Pharmacokinetics and Pharmacodynamics of Ertugliflozin in Healthy Japanese and Western Subjects

Yinhua Li, Gianluca Nucci, Yuichi Yamamoto, Daryl J Fediuk, Vaishali Sahasrabudhe, Yinhua Li, Gianluca Nucci, Yuichi Yamamoto, Daryl J Fediuk, Vaishali Sahasrabudhe

Abstract

Ertugliflozin, a sodium-glucose cotransporter 2 inhibitor, is approved for treatment of type 2 diabetes. This randomized, double-blind (sponsor-open) study in healthy Japanese subjects and open-label study in Western subjects assessed ertugliflozin pharmacokinetics and pharmacodynamics. Cohort A received 3 ascending single doses of ertugliflozin (1, 5, and 25 mg; n = 6 Japanese, n = 6 Western) or placebo (n = 3 Japanese) under fasted conditions. Cohort B received multiple once-daily doses of ertugliflozin 25 mg (n = 6 Japanese) or placebo (n = 3 Japanese) for 7 days under fed conditions. For Japanese subjects in Cohort A, maximum plasma concentrations (Cmax ) were observed 1 to 1.5 hours after dosing, and apparent mean terminal half-life was 12.4 to 13.6 hours. The ratios of the geometric means (Japanese/Western) for ertugliflozin 1-, 5-, and 25-mg single doses were 95.94%, 99.66%, and 90.32%, respectively, for area under the plasma concentration-time curve and 107.59%, 97.47%, and 80.04%, respectively, for Cmax . Area under the plasma concentration-time curve and Cmax increased in a dose-proportional manner.
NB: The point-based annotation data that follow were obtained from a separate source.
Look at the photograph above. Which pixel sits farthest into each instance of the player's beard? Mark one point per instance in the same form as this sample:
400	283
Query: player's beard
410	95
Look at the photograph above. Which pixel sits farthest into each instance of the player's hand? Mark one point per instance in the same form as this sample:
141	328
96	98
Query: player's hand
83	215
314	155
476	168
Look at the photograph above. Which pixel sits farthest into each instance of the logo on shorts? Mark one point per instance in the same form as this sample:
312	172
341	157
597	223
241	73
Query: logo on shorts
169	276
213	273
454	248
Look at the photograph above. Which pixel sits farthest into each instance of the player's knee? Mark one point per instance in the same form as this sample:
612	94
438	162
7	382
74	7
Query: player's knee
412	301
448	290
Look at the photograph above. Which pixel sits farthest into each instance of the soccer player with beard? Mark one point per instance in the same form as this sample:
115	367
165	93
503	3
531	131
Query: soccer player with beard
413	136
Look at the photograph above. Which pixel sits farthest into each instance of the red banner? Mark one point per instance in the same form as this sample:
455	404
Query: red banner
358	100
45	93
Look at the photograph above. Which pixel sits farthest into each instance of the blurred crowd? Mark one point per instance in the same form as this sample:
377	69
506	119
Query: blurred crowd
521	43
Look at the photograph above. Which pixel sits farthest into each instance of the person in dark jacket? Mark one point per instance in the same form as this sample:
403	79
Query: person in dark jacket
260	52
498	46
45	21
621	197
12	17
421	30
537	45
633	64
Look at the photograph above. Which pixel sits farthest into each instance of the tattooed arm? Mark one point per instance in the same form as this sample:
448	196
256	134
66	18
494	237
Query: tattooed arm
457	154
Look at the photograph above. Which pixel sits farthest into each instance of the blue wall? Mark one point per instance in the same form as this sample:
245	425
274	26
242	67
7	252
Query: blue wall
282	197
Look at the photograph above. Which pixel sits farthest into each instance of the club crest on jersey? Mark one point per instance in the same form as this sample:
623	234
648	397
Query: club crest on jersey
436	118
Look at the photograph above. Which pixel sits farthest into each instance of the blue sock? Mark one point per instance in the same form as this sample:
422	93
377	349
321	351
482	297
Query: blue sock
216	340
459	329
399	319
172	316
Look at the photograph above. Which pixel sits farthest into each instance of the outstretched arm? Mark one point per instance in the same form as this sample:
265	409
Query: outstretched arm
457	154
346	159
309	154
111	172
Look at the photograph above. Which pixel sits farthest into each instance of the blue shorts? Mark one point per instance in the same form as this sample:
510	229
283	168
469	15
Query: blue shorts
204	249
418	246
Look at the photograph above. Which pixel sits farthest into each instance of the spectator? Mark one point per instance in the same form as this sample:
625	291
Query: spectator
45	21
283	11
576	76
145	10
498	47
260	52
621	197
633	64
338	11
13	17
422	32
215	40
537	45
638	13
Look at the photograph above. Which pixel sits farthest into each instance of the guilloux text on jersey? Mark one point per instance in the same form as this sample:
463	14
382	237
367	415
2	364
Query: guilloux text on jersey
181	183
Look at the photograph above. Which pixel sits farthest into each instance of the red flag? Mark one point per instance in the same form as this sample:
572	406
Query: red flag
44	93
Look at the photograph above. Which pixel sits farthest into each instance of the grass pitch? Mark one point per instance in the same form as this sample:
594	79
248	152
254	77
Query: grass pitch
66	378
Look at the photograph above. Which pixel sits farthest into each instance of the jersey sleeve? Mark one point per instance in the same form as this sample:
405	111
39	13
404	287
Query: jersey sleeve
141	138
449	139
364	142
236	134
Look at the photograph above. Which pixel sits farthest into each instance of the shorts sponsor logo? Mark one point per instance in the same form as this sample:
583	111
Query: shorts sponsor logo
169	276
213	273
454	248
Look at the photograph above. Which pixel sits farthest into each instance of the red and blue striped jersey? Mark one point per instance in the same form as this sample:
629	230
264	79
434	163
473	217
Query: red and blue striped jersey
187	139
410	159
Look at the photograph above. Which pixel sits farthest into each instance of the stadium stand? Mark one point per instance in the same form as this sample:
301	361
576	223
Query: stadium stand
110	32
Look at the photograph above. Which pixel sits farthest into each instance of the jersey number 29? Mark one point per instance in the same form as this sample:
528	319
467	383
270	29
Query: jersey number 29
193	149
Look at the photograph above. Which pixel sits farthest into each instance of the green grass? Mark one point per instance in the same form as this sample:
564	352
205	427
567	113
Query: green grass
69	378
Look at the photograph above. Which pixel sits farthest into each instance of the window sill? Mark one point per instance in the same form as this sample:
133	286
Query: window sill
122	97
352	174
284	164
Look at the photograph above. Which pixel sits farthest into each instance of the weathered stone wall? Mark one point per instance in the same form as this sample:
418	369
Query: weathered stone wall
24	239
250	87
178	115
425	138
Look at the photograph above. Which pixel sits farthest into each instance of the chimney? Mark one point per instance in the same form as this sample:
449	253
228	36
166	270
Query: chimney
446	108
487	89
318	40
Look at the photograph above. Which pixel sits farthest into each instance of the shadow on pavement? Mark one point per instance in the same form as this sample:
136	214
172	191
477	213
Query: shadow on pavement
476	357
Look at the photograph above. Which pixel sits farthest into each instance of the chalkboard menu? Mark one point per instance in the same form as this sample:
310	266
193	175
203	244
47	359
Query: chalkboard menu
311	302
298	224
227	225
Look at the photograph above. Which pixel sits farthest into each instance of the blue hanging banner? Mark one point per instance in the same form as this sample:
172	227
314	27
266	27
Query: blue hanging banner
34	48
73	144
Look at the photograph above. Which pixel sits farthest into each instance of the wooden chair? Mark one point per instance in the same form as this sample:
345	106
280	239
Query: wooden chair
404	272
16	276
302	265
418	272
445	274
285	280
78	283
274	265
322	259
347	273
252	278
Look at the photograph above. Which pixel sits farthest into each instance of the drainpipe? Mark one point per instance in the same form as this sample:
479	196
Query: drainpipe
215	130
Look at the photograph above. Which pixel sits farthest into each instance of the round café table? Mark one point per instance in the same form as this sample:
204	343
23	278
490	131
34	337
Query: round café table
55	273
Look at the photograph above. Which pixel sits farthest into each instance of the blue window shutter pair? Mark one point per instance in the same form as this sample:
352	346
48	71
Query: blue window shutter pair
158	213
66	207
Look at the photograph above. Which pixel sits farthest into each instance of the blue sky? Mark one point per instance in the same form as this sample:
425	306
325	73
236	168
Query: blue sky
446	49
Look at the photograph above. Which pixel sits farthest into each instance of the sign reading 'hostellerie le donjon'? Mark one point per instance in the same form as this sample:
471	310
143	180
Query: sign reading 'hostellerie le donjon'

For Cohort B, Cmax was observed 2.5 hours after dosing (days 1 and 7), and steady state was reached by day 4. The 24-hour urinary glucose excretion was dose dependent. Ertugliflozin was generally well tolerated. There were no meaningful differences in exposure, urinary glucose excretion, and safety between Japanese and Western subjects.

Trial registration: ClinicalTrials.gov NCT01223339.

Keywords: Japanese; PD; PK; SGLT2 inhibitor; ertugliflozin; type 2 diabetes.

Conflict of interest statement

Y.L. and Y.Y. are employees of Pfizer Research and Development, Japan. G.N. is an employee of Pfizer Inc., Cambridge, Massachusetts. D.J.F. and V.S. are employees of Pfizer Inc., Groton, Connecticut. All authors may own shares/stock options in Pfizer Inc.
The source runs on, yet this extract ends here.